Mon | Jun 22, 2026

God did not write 10 Commandments with fingers

Published:Thursday | March 17, 2011 | 12:00 AM

THIS WEEK, United Theological College of the West Indies (UTCWI) celebrates its founders week by honouring its former president, William Wilberforce Watty. Watty, who was born in Dominica, is a Methodist minister. This scholar served the theological college in the 1980s.

I sat at the feet of Watty during Old Testament studies and one of the memorable things of his class was that he would read large portions of the Bible in class. Another feature was his love of comparing the different accounts of the same story in the various gospels. And many preachers will expound on the Lord's Prayer from Matthew 6 while completely ignoring the shorter version in Mark, and make sweeping claims about the Lord's Prayer which would not be applicable if they were reading Mark.

The Ten Commandments is not getting a fair reading and understanding. Therefore, few persons realise that command about the Sabbath has a serious variation between the two accounts in Exodus 20:8-11 and Deuteronomy 5: 12-15. The latter does not mention anything about creation but locates the observance of the Sabbath in the children of Israel's emancipation from Egyptian slavery. The implications of that significant variance are many.

For one, it could mean that God did not literally write the Ten Commandments. If God wrote the Ten Commandments then there could be no difference between the first list in Exodus and the second list in Deuteronomy. It seems more logical to claim that Moses wrote the first five books of the Bible, including the Ten Commandments.

Figurative language

Furthermore, in anger at the people's sin of idolatry, Moses throws down the tablets and they break into pieces (Exodus 32.19). Do we really believe that Moses would break those tablets on which God had used his own fingers to write?

Nevertheless, some Christians claim, based on Exodus 31:18 that God used literal fingers, "... He gave Moses two tablets of the Testimony, tablets of stone, written with the finger of God." The concept of 'the finger of God' is evidently figurative language since God the Father, being utterly Spirit, does not literally have body parts like fingers. This is an anthropomorphism, that is, speaking about God as if He had human attributes so that humans might better understand what is being said. Clinton Chisholm, a biblical scholar who has done extensive research on the Sabbath and a graduate of UTC, states, "A Finger is attributed to God, to connote the putting forth of His formative power, and the direct, immediate or mediate act of God." For him the emphasis in this figure of speech is the ultimate Divine source of a phenomenon or event, even if mediated through a human agent of God. (Exodus 8.19, 31: 18).

Therefore, when the Bible uses 'finger of God' with reference to the tablets of the 10 commandments, it is meant to highlight the Divine source of the 10 commandments.

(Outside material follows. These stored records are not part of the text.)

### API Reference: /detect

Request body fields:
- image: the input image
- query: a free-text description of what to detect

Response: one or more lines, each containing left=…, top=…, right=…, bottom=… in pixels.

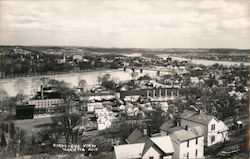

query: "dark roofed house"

left=114, top=129, right=174, bottom=159
left=169, top=130, right=204, bottom=159
left=181, top=110, right=214, bottom=125
left=16, top=105, right=35, bottom=119
left=180, top=110, right=229, bottom=146
left=127, top=129, right=143, bottom=144
left=160, top=120, right=178, bottom=136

Furthermore, new tablets are chiselled out by Moses (Exodus 34:1, 4) for God to write again on them but in Exodus 34:27-28 it is seemingly Moses that actually wrote on the new tablets. However, Deut 10:4 says God wrote on the second tablets! Again Chisholm sees no contradiction. It is to claim that what Moses wrote is synonymous to what God wrote because God is the source of whatever is written.

Unfortunately, doctrines and political ideology have been made, centred around the Ten Commandments, including a belief by some that whatever Israel does is correct, including the illegal occupation of parts of Gaza.